- Promotional image
- Also known as: Candle in the Tomb: The Weasel Grave
- Genre: Adventure Action Period
- Based on: Ghost Blows Out the Light by Zhang Muye
- Written by: Feng Ji Xu Su
- Directed by: Guan Hu
- Starring: Ethan Juan Xu Lu Hao Hao Liu Chao
- Country of origin: China
- Original language: Mandarin
- No. of episodes: 20

Production
- Executive producer: Zhu Wenjiu
- Production location: China
- Running time: 35 minutes
- Production companies: Yao Media Penguin Film Industry The 7th Impression

Original release
- Network: Tencent Video
- Release: 21 July 2017

= The Weasel Grave =

The Weasel Grave (鬼吹灯之黄皮子坟) is a 2017 Chinese web series adapted from the second book of the novel series Ghost Blows Out the Light directed by acclaimed director Guan Hu. It stars Ethan Juan, Xu Lu, Hao Hao and Liu Chao. The timeline of story marked it as a prequel to the other adaptations.

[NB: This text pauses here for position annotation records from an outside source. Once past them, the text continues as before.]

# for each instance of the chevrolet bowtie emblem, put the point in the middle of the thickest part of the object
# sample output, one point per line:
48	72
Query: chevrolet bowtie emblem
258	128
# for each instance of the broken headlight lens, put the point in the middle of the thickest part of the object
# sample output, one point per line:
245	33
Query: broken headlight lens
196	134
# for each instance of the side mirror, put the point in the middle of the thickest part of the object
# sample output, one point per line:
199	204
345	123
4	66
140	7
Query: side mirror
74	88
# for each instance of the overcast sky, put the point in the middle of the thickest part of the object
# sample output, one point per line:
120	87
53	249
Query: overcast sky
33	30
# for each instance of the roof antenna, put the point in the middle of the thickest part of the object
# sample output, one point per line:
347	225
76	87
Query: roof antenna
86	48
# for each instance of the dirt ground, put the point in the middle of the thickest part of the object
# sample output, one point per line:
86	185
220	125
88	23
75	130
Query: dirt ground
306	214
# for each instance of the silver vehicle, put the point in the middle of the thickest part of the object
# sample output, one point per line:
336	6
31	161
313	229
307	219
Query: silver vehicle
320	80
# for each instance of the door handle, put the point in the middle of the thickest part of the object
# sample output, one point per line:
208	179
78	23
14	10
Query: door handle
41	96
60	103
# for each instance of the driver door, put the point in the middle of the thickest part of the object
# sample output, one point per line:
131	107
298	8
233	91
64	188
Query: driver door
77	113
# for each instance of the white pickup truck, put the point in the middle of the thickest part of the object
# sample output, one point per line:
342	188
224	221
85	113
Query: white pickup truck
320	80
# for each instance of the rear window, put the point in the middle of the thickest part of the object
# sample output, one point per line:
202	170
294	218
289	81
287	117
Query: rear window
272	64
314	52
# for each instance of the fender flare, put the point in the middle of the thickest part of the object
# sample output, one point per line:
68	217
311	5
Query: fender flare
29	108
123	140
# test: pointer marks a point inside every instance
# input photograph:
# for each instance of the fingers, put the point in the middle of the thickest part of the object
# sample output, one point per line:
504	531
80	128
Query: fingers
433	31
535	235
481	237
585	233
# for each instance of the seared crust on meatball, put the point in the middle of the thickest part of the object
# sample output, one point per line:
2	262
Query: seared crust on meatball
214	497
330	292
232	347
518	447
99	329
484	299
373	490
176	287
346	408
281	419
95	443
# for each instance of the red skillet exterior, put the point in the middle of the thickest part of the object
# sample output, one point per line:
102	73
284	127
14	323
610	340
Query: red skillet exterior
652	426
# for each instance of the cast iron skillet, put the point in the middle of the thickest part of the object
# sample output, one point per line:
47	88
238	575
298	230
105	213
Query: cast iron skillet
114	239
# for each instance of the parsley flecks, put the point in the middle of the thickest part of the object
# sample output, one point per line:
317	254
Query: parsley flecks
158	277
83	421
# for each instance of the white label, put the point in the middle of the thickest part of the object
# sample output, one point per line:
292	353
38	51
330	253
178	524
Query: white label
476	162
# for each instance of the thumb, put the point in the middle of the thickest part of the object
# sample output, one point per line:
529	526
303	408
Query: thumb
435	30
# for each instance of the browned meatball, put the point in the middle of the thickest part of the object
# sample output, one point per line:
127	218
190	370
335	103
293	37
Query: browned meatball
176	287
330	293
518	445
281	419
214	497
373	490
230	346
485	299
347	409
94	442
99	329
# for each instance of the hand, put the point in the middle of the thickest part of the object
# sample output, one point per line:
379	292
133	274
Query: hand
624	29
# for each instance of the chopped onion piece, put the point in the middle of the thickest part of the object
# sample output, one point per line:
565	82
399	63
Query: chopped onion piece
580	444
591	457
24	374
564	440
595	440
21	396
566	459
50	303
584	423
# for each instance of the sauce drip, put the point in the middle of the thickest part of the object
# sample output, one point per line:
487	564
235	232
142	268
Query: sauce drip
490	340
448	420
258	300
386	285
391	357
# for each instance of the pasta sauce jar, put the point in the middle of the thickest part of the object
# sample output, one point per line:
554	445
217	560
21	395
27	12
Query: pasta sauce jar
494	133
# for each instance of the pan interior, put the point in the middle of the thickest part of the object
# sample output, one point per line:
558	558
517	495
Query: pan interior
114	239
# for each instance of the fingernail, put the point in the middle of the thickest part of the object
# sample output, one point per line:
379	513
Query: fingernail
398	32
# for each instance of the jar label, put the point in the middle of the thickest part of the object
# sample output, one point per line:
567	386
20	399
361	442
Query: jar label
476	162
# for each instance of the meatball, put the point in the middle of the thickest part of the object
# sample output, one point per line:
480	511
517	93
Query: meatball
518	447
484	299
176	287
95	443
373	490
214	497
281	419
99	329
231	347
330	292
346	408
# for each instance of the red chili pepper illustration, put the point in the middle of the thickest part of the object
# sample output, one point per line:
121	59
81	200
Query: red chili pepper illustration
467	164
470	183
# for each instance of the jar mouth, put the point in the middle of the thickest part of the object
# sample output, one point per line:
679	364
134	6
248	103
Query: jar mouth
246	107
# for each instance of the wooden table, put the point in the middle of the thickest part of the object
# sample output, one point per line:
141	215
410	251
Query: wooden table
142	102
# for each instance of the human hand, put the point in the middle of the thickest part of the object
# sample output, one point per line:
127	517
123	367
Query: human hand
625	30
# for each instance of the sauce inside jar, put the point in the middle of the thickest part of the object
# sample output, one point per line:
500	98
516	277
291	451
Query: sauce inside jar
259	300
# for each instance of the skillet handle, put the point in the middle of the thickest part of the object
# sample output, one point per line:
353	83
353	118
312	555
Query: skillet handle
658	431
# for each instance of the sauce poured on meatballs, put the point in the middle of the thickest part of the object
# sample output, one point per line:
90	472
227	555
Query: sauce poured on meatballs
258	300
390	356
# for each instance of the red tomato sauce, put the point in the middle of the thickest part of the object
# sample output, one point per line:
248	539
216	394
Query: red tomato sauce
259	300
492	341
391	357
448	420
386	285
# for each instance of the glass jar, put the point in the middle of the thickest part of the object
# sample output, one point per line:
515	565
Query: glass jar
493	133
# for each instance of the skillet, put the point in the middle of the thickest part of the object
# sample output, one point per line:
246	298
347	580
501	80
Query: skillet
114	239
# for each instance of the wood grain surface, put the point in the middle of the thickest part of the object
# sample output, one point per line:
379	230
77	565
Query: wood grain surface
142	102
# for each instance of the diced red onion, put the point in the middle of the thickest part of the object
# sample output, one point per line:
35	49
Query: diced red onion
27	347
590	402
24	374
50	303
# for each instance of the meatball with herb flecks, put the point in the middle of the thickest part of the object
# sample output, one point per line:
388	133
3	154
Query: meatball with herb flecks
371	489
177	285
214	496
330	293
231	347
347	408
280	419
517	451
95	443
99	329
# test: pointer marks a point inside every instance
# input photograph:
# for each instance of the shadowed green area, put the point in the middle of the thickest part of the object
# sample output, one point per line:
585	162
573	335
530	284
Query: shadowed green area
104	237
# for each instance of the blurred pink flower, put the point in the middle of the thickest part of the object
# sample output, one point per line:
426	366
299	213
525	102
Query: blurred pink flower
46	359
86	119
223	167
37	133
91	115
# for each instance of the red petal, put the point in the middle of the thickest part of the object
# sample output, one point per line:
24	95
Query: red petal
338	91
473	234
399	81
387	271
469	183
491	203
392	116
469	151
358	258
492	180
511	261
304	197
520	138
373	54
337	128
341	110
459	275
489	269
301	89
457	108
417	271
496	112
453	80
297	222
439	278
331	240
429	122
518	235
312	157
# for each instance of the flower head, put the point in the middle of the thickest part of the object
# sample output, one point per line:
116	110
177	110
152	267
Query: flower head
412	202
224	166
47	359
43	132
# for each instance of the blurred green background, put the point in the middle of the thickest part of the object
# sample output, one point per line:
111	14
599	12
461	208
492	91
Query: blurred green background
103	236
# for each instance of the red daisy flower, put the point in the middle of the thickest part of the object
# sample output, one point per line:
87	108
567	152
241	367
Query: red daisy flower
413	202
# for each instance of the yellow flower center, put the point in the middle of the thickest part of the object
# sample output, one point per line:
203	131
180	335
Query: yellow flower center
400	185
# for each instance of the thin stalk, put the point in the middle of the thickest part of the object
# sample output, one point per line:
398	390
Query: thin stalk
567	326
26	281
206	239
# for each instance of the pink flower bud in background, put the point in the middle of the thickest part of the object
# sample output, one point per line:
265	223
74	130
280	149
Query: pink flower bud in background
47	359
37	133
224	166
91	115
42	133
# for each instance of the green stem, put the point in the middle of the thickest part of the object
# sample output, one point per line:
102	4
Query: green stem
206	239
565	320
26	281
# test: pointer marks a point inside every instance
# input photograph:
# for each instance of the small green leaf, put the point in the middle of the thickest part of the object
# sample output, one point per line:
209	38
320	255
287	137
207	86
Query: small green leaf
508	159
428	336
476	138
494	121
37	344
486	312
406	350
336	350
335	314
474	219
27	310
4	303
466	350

The series airs Fridays at 20:00 (CST) on Tencent Video starting 21 July 2017.

==Synopsis==
In the 1980s, when middle-aged Hu Bayi packs his belongings for one of his adventures, he finds an old photo, which brings his memory back to his college days in the 1960s. He then reminiscences about his first adventure that led him to become a tomb-expert.

==Cast==
- Ethan Juan as Hu Bayi
- Xu Lu as Hua Mei
- Hao Hao as Ding Sitian
- Ryan Liu Chao as Wang Kaixuan
- Li Yujie as Yan Zi
- Zhang Jinan as White Dog

==Production==
- The series is Ethan Juan's return to small screen after 8 years.
- Ethan Juan and Xu Lu previously worked together on the variety show Date ! Super Star (約吧！大明星) in the same year.
- Filming began early October and finished in mid December 2016.
- The first trailer and poster were released on July 4, 2017.
- The series has surpassed 1 billion views in just 2 weeks of airing. In 5 weeks, it has surpassed 2 billion views.